A UB faculty member since 1996, Seeman studies early American history and transatlantic exchanges within the context of the history of religion. He is the author of "Pious Persuasions: Laity and Clergy in Eighteenth-Century New England."
In addition to authoring "Final Frontiers," which examines the interactions of attitudes toward death among Indians, Africans and Europeans in the eastern half of North America to 1800, Seeman is co-editing a book, "The Atlantic and Global History," with Jorge Cañizares-Esguerra, UB associate professor of history.
Seeman has received numerous honors and awards, among them a National Endowment for the Humanities Fellowship for University Teachers, an Interdisciplinary Research Grant from the Institute for Research and Education on Women and Gender at UB and a Julian Park Publication Fund award from UB.
He earned a bachelor's degree magna cum laude from Harvard University and a doctorate from the University of Michigan.
Shuell is one of only 37 of this year's 800 Fulbright scholars named to a prestigious distinguished chair at an overseas university—in his case, the Distinguished Chair of Learning and Teaching at the National College of Ireland (NCI), Dublin.
While at NCI for the 2004-05 academic year, Shuell is conducting research, offering tutorials and seminars, mentoring NCI faculty in methods of learning and teaching research, and exploring with them the implications of new instructional-design technologies.
Ireland is internationally recognized for its concentrated educational efforts on every academic level. The country has one of the highest education-participation rates in the world, with an 81 percent high-school completion rate and a higher-education rate of 50 percent.

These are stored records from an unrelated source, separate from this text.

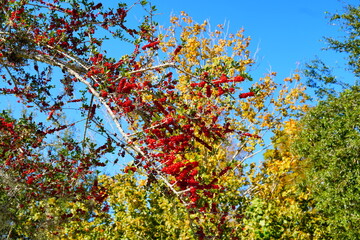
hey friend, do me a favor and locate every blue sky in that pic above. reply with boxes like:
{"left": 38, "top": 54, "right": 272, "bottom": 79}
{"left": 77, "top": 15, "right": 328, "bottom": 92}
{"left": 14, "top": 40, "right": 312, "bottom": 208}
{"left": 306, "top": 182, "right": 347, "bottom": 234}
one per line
{"left": 93, "top": 1, "right": 360, "bottom": 173}
{"left": 145, "top": 0, "right": 357, "bottom": 83}
{"left": 105, "top": 0, "right": 357, "bottom": 172}
{"left": 1, "top": 1, "right": 357, "bottom": 175}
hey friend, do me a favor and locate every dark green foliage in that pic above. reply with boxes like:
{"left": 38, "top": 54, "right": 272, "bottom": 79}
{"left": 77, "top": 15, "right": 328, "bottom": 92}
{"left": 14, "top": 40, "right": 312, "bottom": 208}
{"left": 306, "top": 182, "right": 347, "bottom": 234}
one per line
{"left": 327, "top": 5, "right": 360, "bottom": 78}
{"left": 304, "top": 58, "right": 349, "bottom": 99}
{"left": 304, "top": 4, "right": 360, "bottom": 99}
{"left": 294, "top": 87, "right": 360, "bottom": 239}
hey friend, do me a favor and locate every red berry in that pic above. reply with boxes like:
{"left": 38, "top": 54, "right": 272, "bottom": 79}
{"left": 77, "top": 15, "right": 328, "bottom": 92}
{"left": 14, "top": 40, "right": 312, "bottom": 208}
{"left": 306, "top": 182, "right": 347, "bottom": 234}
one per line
{"left": 100, "top": 90, "right": 108, "bottom": 97}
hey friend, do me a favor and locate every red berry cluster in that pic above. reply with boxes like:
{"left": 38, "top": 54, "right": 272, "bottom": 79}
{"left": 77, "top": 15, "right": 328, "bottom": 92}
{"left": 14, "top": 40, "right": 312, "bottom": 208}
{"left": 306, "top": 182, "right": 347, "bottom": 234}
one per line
{"left": 239, "top": 91, "right": 255, "bottom": 98}
{"left": 142, "top": 39, "right": 160, "bottom": 50}
{"left": 189, "top": 74, "right": 248, "bottom": 98}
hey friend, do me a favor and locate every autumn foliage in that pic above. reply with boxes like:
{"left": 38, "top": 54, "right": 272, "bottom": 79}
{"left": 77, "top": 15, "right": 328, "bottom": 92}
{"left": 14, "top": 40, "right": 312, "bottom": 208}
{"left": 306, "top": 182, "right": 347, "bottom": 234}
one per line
{"left": 0, "top": 0, "right": 313, "bottom": 239}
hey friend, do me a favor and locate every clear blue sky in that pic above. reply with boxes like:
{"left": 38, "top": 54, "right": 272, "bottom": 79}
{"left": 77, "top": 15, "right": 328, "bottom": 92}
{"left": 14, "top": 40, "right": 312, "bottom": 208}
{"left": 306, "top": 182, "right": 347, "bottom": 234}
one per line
{"left": 144, "top": 0, "right": 357, "bottom": 83}
{"left": 106, "top": 0, "right": 359, "bottom": 174}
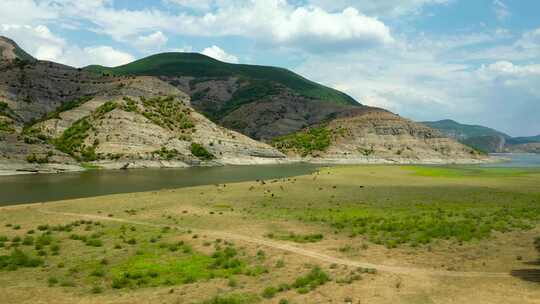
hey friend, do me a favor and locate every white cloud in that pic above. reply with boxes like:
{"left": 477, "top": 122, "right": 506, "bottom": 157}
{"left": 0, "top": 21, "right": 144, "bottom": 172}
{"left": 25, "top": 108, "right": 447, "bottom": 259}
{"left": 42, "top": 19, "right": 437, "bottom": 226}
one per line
{"left": 201, "top": 45, "right": 238, "bottom": 63}
{"left": 308, "top": 0, "right": 451, "bottom": 17}
{"left": 70, "top": 46, "right": 134, "bottom": 67}
{"left": 164, "top": 0, "right": 215, "bottom": 10}
{"left": 493, "top": 0, "right": 510, "bottom": 21}
{"left": 296, "top": 32, "right": 540, "bottom": 136}
{"left": 0, "top": 24, "right": 133, "bottom": 67}
{"left": 133, "top": 31, "right": 168, "bottom": 52}
{"left": 0, "top": 0, "right": 57, "bottom": 25}
{"left": 5, "top": 0, "right": 392, "bottom": 54}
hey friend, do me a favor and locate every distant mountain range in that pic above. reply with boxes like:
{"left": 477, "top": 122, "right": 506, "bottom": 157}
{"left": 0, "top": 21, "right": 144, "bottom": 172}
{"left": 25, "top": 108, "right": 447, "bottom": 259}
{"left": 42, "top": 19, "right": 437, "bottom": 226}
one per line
{"left": 0, "top": 36, "right": 485, "bottom": 173}
{"left": 423, "top": 119, "right": 540, "bottom": 153}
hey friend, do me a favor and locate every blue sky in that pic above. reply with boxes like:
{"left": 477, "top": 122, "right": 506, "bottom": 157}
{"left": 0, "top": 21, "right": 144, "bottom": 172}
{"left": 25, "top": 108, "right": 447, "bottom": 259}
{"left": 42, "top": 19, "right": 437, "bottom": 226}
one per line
{"left": 1, "top": 0, "right": 539, "bottom": 136}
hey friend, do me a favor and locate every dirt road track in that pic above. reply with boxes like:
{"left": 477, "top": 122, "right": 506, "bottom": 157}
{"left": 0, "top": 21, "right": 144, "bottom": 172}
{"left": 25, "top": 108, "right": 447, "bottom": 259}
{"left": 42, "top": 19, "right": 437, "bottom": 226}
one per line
{"left": 39, "top": 210, "right": 512, "bottom": 279}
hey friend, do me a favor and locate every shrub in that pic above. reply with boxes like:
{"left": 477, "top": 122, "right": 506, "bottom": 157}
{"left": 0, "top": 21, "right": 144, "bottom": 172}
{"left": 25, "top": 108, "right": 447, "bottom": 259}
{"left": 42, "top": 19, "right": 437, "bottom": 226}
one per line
{"left": 191, "top": 143, "right": 215, "bottom": 160}
{"left": 292, "top": 267, "right": 330, "bottom": 292}
{"left": 0, "top": 249, "right": 43, "bottom": 270}
{"left": 262, "top": 286, "right": 278, "bottom": 299}
{"left": 273, "top": 126, "right": 331, "bottom": 156}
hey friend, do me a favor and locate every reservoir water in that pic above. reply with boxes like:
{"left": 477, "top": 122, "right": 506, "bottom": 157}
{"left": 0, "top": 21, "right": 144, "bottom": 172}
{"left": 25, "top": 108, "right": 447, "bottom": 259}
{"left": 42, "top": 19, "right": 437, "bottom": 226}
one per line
{"left": 1, "top": 153, "right": 539, "bottom": 206}
{"left": 0, "top": 164, "right": 318, "bottom": 206}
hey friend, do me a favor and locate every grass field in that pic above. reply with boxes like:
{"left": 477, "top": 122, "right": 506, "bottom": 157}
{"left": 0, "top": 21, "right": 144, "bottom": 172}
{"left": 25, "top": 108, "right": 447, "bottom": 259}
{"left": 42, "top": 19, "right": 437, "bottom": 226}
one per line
{"left": 0, "top": 165, "right": 539, "bottom": 303}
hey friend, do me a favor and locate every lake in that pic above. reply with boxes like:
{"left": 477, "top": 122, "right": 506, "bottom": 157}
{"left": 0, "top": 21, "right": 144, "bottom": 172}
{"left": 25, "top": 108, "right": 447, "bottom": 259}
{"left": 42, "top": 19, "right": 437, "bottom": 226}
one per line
{"left": 0, "top": 164, "right": 319, "bottom": 206}
{"left": 1, "top": 153, "right": 539, "bottom": 206}
{"left": 483, "top": 153, "right": 540, "bottom": 168}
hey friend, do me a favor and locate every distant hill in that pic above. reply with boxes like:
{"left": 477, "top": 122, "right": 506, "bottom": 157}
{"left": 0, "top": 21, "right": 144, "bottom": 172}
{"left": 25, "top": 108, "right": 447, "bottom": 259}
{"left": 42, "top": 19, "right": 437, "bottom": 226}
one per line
{"left": 424, "top": 119, "right": 540, "bottom": 154}
{"left": 422, "top": 120, "right": 510, "bottom": 153}
{"left": 507, "top": 135, "right": 540, "bottom": 145}
{"left": 422, "top": 120, "right": 510, "bottom": 140}
{"left": 84, "top": 53, "right": 362, "bottom": 139}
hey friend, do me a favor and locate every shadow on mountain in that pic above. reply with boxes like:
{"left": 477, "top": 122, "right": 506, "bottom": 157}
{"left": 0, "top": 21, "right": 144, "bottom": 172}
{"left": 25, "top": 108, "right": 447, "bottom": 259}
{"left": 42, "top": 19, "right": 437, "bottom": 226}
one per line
{"left": 511, "top": 237, "right": 540, "bottom": 283}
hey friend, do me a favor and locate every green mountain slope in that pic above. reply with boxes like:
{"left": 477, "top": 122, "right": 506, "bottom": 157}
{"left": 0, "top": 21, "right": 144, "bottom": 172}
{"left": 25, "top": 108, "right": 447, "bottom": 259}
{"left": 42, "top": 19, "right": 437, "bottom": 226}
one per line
{"left": 85, "top": 52, "right": 358, "bottom": 106}
{"left": 422, "top": 120, "right": 510, "bottom": 140}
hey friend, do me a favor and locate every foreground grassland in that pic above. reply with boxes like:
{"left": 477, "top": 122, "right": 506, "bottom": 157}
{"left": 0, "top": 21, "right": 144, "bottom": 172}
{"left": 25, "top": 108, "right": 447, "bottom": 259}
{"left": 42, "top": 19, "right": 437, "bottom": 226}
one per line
{"left": 0, "top": 165, "right": 539, "bottom": 304}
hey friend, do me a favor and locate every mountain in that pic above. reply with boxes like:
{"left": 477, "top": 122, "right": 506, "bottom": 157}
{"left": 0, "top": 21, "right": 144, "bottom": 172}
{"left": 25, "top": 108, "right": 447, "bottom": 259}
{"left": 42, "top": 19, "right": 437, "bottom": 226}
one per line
{"left": 85, "top": 53, "right": 362, "bottom": 139}
{"left": 0, "top": 37, "right": 284, "bottom": 173}
{"left": 424, "top": 119, "right": 540, "bottom": 154}
{"left": 0, "top": 36, "right": 486, "bottom": 173}
{"left": 422, "top": 119, "right": 510, "bottom": 153}
{"left": 0, "top": 36, "right": 35, "bottom": 62}
{"left": 422, "top": 119, "right": 510, "bottom": 140}
{"left": 273, "top": 111, "right": 484, "bottom": 163}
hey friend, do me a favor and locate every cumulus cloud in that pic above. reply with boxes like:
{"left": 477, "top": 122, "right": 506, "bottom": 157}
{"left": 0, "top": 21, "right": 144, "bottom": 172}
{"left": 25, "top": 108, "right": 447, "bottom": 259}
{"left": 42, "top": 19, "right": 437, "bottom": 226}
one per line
{"left": 296, "top": 32, "right": 540, "bottom": 136}
{"left": 201, "top": 45, "right": 238, "bottom": 63}
{"left": 3, "top": 0, "right": 392, "bottom": 54}
{"left": 0, "top": 24, "right": 133, "bottom": 67}
{"left": 308, "top": 0, "right": 451, "bottom": 17}
{"left": 133, "top": 31, "right": 168, "bottom": 52}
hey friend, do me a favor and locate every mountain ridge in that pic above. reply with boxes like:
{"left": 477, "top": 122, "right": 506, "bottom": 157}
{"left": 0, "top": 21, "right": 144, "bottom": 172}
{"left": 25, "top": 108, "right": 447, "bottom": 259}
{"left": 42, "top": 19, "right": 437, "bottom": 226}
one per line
{"left": 423, "top": 119, "right": 540, "bottom": 153}
{"left": 0, "top": 36, "right": 488, "bottom": 174}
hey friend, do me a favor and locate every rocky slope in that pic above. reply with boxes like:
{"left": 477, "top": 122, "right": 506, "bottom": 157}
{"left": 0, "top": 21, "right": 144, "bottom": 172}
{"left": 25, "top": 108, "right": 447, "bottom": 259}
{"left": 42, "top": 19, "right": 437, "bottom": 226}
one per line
{"left": 0, "top": 36, "right": 489, "bottom": 174}
{"left": 85, "top": 53, "right": 363, "bottom": 140}
{"left": 0, "top": 37, "right": 284, "bottom": 173}
{"left": 273, "top": 110, "right": 486, "bottom": 164}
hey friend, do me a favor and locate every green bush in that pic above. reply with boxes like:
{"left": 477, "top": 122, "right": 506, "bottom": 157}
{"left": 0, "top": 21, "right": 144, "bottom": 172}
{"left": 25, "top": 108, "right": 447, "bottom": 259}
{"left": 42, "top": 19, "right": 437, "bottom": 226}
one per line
{"left": 0, "top": 249, "right": 43, "bottom": 270}
{"left": 191, "top": 143, "right": 215, "bottom": 160}
{"left": 292, "top": 267, "right": 330, "bottom": 292}
{"left": 262, "top": 286, "right": 278, "bottom": 299}
{"left": 273, "top": 127, "right": 331, "bottom": 156}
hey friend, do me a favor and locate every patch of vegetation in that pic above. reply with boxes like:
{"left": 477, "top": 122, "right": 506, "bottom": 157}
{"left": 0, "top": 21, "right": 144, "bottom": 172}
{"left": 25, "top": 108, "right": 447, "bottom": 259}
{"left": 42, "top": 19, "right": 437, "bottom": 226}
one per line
{"left": 299, "top": 204, "right": 540, "bottom": 248}
{"left": 94, "top": 101, "right": 118, "bottom": 118}
{"left": 26, "top": 152, "right": 51, "bottom": 164}
{"left": 140, "top": 96, "right": 194, "bottom": 131}
{"left": 409, "top": 166, "right": 534, "bottom": 178}
{"left": 214, "top": 81, "right": 282, "bottom": 119}
{"left": 262, "top": 267, "right": 330, "bottom": 298}
{"left": 266, "top": 232, "right": 323, "bottom": 243}
{"left": 273, "top": 126, "right": 331, "bottom": 156}
{"left": 0, "top": 101, "right": 19, "bottom": 120}
{"left": 53, "top": 117, "right": 93, "bottom": 160}
{"left": 292, "top": 267, "right": 330, "bottom": 293}
{"left": 0, "top": 249, "right": 43, "bottom": 271}
{"left": 42, "top": 96, "right": 94, "bottom": 120}
{"left": 198, "top": 293, "right": 259, "bottom": 304}
{"left": 0, "top": 119, "right": 14, "bottom": 133}
{"left": 191, "top": 143, "right": 215, "bottom": 160}
{"left": 153, "top": 147, "right": 181, "bottom": 160}
{"left": 110, "top": 244, "right": 245, "bottom": 289}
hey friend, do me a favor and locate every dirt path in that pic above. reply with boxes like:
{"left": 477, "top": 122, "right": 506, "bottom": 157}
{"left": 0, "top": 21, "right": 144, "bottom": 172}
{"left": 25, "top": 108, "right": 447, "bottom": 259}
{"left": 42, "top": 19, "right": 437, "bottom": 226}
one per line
{"left": 39, "top": 210, "right": 512, "bottom": 279}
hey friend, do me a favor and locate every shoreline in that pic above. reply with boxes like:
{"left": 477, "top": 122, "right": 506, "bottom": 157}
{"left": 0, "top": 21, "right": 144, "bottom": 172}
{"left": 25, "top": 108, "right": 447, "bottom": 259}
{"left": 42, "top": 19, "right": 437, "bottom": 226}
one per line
{"left": 0, "top": 155, "right": 503, "bottom": 177}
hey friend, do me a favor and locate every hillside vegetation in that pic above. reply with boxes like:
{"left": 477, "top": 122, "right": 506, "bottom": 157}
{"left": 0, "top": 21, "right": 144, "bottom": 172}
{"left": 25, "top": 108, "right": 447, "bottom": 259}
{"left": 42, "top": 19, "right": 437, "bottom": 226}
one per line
{"left": 85, "top": 53, "right": 358, "bottom": 107}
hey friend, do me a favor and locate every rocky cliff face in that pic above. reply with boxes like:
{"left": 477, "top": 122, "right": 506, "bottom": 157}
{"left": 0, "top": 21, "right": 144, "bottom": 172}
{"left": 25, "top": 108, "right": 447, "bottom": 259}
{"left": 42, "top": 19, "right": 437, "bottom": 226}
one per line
{"left": 273, "top": 110, "right": 486, "bottom": 164}
{"left": 160, "top": 76, "right": 364, "bottom": 140}
{"left": 0, "top": 36, "right": 489, "bottom": 174}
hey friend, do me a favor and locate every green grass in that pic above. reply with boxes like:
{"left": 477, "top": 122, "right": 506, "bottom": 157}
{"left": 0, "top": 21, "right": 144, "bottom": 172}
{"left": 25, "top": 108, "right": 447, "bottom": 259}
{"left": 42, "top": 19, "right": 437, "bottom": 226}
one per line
{"left": 408, "top": 166, "right": 537, "bottom": 178}
{"left": 273, "top": 126, "right": 331, "bottom": 156}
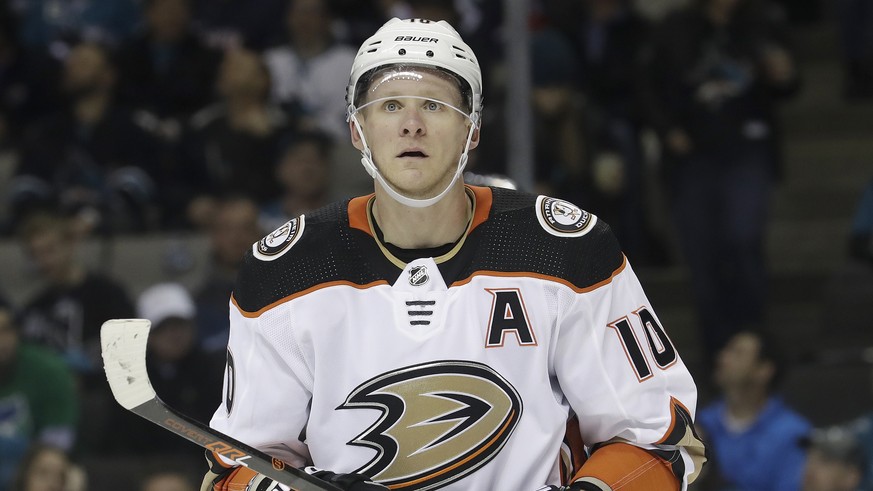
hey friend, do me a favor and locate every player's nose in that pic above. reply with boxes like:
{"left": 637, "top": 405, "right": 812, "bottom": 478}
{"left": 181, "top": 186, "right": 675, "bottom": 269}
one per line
{"left": 400, "top": 108, "right": 426, "bottom": 136}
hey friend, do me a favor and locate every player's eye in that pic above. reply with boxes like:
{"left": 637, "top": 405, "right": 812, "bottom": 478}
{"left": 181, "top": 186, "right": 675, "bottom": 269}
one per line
{"left": 424, "top": 100, "right": 442, "bottom": 111}
{"left": 383, "top": 101, "right": 401, "bottom": 112}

Shuell, who joined the UB faculty in 1967, says he considers himself "very fortunate" to have the opportunity to help others grow from his professional expertise, adding that he himself expects to experience a good deal of professional and personal growth as well.
Shuell's research and publications are in the field of learning theories and educational paradigms, particularly the use of technology strategies and issues of multimedia authorship.
He received a bachelor's degree—with a major in general science and a minor in mathematics—from Oregon State University and a doctorate in educational psychology from the University of California, Berkeley.